As the Turkish worries mount, meanwhile, Syrians are becoming increasingly wary of their hosts. “We’re very concerned about an extension of the sectarian problem,” says Miral Biroreda, a veteran activist who has been living in Antakya for four months. “This is fertile ground.”

Turkey has been one of the Assad regime’s most vehement critics. As the number of refugees pouring across its borders has surged amid spiraling violence inside Syria—there are now more than 80,000 Syrian refugees in Turkey, according to the foreign ministry—the government in Ankara has pushed to make the refugee issue an international one. Turkey temporarily closed its borders to Syrian refugees this week, saying it was scrambling to put together new camps, while its foreign minister called on the United Nations to establish a buffer zone to safely house the refugees on Syrian soil. (In a rare interview this week, Assad dismissed such a notion, and insisted his army is winning the civil war.)

Refugees are increasingly becoming a domestic issue for Turkey too—one that seems to have put the government in a difficult spot. “It’s a long-standing criticism from the opposition that the Syria policy is creating more problems in Turkey than anything else, and I think it’s resonating,” says David Pollock, a senior fellow at the Washington Institute for Near East Policy. “The government has gotten itself into a corner, in that it’s on one side of the conflict, and it’s not winning. And there’s no end in sight. The refugees are still knocking on the door. The fighting is still going on.”

Some well-known Syrian activists in Antakya say they were summoned to a meeting with local government officials to address the refugee issue Monday night. According to the activists, the officials suggested that all Syrians should leave Antakya and Hatay—either for the refugee camps, or to head deeper into Turkey, away from the border. The officials, they say, painted this as a move for the Syrians’ own good—in the camps they could receive more Turkish support.
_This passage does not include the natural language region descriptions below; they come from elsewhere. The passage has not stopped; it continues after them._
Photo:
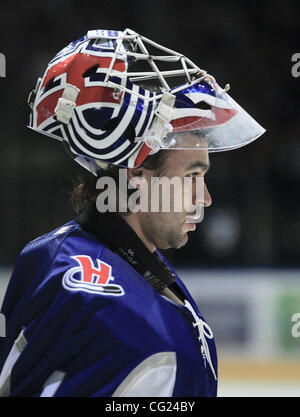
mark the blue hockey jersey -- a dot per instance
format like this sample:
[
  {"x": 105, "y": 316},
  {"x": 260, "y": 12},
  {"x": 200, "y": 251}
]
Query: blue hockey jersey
[{"x": 81, "y": 321}]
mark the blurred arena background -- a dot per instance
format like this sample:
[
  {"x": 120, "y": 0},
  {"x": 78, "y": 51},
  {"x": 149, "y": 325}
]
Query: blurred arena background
[{"x": 243, "y": 262}]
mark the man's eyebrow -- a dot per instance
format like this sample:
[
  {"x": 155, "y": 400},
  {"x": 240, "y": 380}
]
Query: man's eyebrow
[{"x": 199, "y": 164}]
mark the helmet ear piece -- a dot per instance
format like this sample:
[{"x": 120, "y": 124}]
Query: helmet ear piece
[{"x": 90, "y": 71}]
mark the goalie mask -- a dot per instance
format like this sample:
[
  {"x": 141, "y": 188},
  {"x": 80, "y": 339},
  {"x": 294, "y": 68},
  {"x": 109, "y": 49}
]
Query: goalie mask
[{"x": 94, "y": 98}]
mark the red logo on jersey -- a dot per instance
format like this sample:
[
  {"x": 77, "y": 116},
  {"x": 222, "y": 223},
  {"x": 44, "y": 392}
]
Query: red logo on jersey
[{"x": 90, "y": 278}]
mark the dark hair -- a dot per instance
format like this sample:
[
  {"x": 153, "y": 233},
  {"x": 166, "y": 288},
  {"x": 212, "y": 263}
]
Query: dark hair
[{"x": 85, "y": 192}]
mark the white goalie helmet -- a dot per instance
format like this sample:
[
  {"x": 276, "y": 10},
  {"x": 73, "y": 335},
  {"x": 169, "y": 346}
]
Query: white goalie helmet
[{"x": 115, "y": 97}]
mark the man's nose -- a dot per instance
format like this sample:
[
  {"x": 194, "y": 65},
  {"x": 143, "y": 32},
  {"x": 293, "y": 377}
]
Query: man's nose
[{"x": 203, "y": 196}]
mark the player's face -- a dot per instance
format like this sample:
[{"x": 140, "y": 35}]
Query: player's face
[{"x": 169, "y": 229}]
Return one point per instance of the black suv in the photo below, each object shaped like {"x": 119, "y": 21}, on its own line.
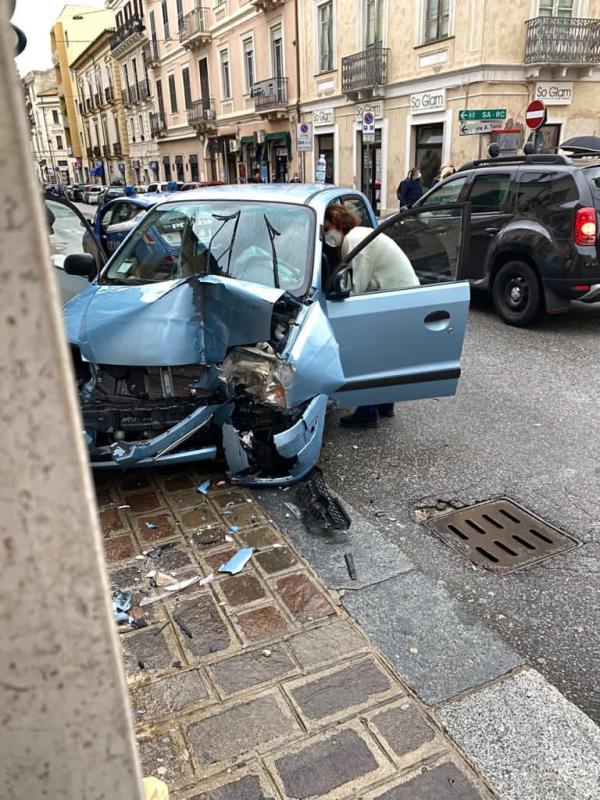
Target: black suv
{"x": 533, "y": 231}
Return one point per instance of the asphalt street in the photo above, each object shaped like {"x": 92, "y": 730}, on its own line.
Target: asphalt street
{"x": 525, "y": 425}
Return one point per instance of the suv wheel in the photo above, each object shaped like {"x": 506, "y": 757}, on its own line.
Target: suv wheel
{"x": 516, "y": 293}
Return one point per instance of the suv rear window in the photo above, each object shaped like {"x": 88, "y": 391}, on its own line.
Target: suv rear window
{"x": 488, "y": 192}
{"x": 537, "y": 189}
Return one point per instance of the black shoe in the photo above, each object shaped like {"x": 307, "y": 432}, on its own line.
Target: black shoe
{"x": 363, "y": 417}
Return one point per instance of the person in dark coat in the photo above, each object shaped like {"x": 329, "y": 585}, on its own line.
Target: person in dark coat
{"x": 410, "y": 189}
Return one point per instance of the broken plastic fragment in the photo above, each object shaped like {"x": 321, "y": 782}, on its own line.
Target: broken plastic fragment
{"x": 237, "y": 562}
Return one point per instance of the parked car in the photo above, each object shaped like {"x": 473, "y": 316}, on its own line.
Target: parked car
{"x": 224, "y": 324}
{"x": 199, "y": 185}
{"x": 533, "y": 231}
{"x": 92, "y": 194}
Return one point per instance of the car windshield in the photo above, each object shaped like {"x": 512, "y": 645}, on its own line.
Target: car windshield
{"x": 266, "y": 243}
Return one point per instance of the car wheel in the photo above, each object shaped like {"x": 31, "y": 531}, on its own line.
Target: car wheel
{"x": 517, "y": 294}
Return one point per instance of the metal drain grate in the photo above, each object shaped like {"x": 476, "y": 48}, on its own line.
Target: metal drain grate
{"x": 500, "y": 535}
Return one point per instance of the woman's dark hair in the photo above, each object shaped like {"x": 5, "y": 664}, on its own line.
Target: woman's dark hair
{"x": 341, "y": 218}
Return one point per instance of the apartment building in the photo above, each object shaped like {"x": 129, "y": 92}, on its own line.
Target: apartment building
{"x": 127, "y": 49}
{"x": 51, "y": 154}
{"x": 73, "y": 30}
{"x": 101, "y": 107}
{"x": 224, "y": 84}
{"x": 417, "y": 64}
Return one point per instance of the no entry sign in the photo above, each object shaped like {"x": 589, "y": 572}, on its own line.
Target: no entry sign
{"x": 535, "y": 116}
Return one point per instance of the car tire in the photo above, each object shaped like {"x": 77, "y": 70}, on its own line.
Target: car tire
{"x": 517, "y": 294}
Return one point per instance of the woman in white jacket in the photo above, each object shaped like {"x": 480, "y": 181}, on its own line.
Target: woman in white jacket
{"x": 381, "y": 266}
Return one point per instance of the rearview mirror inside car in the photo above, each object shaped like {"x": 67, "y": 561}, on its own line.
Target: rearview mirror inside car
{"x": 82, "y": 264}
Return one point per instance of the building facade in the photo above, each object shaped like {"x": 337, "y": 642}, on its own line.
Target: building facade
{"x": 224, "y": 85}
{"x": 421, "y": 65}
{"x": 51, "y": 154}
{"x": 100, "y": 103}
{"x": 75, "y": 27}
{"x": 127, "y": 47}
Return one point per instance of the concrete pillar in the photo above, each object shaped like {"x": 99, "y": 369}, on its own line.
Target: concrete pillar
{"x": 65, "y": 729}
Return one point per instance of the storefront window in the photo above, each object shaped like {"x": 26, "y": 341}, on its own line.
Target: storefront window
{"x": 428, "y": 152}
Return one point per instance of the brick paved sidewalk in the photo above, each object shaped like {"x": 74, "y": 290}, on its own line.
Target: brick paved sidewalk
{"x": 278, "y": 693}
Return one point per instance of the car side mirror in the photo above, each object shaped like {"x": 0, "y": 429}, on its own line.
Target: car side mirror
{"x": 82, "y": 264}
{"x": 341, "y": 285}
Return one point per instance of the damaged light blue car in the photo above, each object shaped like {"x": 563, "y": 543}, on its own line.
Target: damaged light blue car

But the Syrians reacted with defiance. “We understood the message,” says Amin Ahmed Abid, a schoolteacher and activist from the Syrian city of Latakia. “They want to move all Syrian people away from Hatay.”

This account of the meeting was put forward by three Syrians who say they attended—Abid, along with Nasr Adin Ahmah and Abu Mohamed Jablawi—as well as a representative of an international NGO. Abid and the others were convinced the meeting was prompted by Turkey’s struggle to respond to the recent outburst of concerns over refugees in Hatay.
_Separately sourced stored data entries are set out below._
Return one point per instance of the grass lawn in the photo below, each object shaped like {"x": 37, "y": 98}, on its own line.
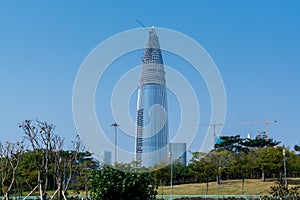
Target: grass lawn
{"x": 227, "y": 187}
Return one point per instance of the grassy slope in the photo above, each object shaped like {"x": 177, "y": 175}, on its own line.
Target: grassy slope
{"x": 234, "y": 187}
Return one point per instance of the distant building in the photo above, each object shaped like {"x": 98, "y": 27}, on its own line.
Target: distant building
{"x": 178, "y": 151}
{"x": 152, "y": 131}
{"x": 107, "y": 157}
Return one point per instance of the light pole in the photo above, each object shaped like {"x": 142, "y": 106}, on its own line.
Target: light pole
{"x": 284, "y": 165}
{"x": 115, "y": 125}
{"x": 171, "y": 181}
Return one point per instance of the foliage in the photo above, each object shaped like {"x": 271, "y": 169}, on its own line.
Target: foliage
{"x": 110, "y": 184}
{"x": 238, "y": 144}
{"x": 281, "y": 191}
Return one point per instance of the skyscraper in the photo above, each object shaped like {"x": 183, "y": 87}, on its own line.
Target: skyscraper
{"x": 152, "y": 113}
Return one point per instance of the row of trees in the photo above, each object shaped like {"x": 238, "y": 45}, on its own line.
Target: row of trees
{"x": 39, "y": 163}
{"x": 235, "y": 158}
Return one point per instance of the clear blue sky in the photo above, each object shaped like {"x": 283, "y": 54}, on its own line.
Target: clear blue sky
{"x": 255, "y": 44}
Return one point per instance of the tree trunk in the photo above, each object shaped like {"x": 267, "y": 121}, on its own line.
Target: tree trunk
{"x": 86, "y": 188}
{"x": 263, "y": 176}
{"x": 206, "y": 192}
{"x": 243, "y": 184}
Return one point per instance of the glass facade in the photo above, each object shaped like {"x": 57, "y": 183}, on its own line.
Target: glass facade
{"x": 152, "y": 112}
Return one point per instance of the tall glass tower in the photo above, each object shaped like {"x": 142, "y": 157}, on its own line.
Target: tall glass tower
{"x": 152, "y": 113}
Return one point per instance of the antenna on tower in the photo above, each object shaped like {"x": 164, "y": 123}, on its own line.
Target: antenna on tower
{"x": 140, "y": 23}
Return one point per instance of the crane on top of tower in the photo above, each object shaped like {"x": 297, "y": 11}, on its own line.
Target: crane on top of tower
{"x": 267, "y": 122}
{"x": 140, "y": 23}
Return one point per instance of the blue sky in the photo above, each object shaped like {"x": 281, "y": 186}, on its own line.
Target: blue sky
{"x": 255, "y": 45}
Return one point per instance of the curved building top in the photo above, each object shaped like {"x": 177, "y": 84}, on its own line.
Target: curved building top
{"x": 152, "y": 68}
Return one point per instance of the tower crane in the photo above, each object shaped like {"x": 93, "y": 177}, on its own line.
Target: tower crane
{"x": 267, "y": 122}
{"x": 214, "y": 128}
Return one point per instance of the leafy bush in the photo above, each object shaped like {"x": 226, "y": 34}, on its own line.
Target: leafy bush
{"x": 110, "y": 184}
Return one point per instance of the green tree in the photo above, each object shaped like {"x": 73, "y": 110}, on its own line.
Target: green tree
{"x": 270, "y": 161}
{"x": 110, "y": 184}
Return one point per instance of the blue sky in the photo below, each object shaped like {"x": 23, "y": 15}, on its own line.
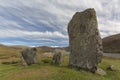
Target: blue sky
{"x": 44, "y": 22}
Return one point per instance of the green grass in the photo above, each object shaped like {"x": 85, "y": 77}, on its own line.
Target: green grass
{"x": 52, "y": 72}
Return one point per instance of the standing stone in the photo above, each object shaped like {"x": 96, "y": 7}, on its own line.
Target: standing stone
{"x": 29, "y": 55}
{"x": 85, "y": 41}
{"x": 57, "y": 57}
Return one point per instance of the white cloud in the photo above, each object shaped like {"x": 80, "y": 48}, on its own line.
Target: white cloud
{"x": 52, "y": 16}
{"x": 30, "y": 34}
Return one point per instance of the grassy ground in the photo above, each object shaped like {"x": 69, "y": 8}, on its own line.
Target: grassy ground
{"x": 46, "y": 71}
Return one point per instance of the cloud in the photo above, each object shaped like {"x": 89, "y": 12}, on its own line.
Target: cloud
{"x": 47, "y": 20}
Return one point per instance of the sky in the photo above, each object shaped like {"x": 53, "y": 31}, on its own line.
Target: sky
{"x": 44, "y": 22}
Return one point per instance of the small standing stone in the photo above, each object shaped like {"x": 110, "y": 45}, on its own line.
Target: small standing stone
{"x": 111, "y": 68}
{"x": 100, "y": 72}
{"x": 57, "y": 57}
{"x": 29, "y": 55}
{"x": 85, "y": 41}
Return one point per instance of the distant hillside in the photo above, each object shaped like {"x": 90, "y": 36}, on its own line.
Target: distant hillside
{"x": 111, "y": 44}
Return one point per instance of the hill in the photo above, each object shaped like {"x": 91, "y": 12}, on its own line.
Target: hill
{"x": 111, "y": 44}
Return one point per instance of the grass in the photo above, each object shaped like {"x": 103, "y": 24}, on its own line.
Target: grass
{"x": 52, "y": 72}
{"x": 46, "y": 71}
“Syrian people have been here for more than a year, and they never thought about this before,” Abid says. “They don’t have enough space in the camps to accept more people from Syria, and now they want to bring everyone here inside? It doesn’t make any sense.”

It’s unclear whether the Turkish government is considering a push to relocate the refugees or how such a measure would be enforced. “We have no exact information on this topic,”  a foreign ministry spokesman said, directing questions about the supposed meeting to the local government in Hatay. At the press office inside the government building, meanwhile, a spokesman for the governor said there was nothing he could say. “You heard what you heard,” he said of the meeting. He then referred questions to Hatay’s director of emergency relief, who referred them back to the foreign ministry.

Many locals, like Balian, insist that any tension is being stirred from the outside, not from the Antakya community that has long welcomed the Syrians as guests. On Tuesday, the governor of Hatay and mayor of Antakya gave a joint news conference that put the same message across. But Ahmah, the local activist, was busy worrying that an already a difficult situation for the Syrians in town was getting worse. Ahmah keeps a house in Antakya for the young activists who tend to turn up without a place to stay—there usually are about 10 living there at a time—that he says he funds largely by “begging my friends for their money,” and contributing his own. Rocks recently crashed through the windows on two consecutive nights. No one saw the culprits, but Ahmah is sure who they were. “Supporters of the regime,” he said.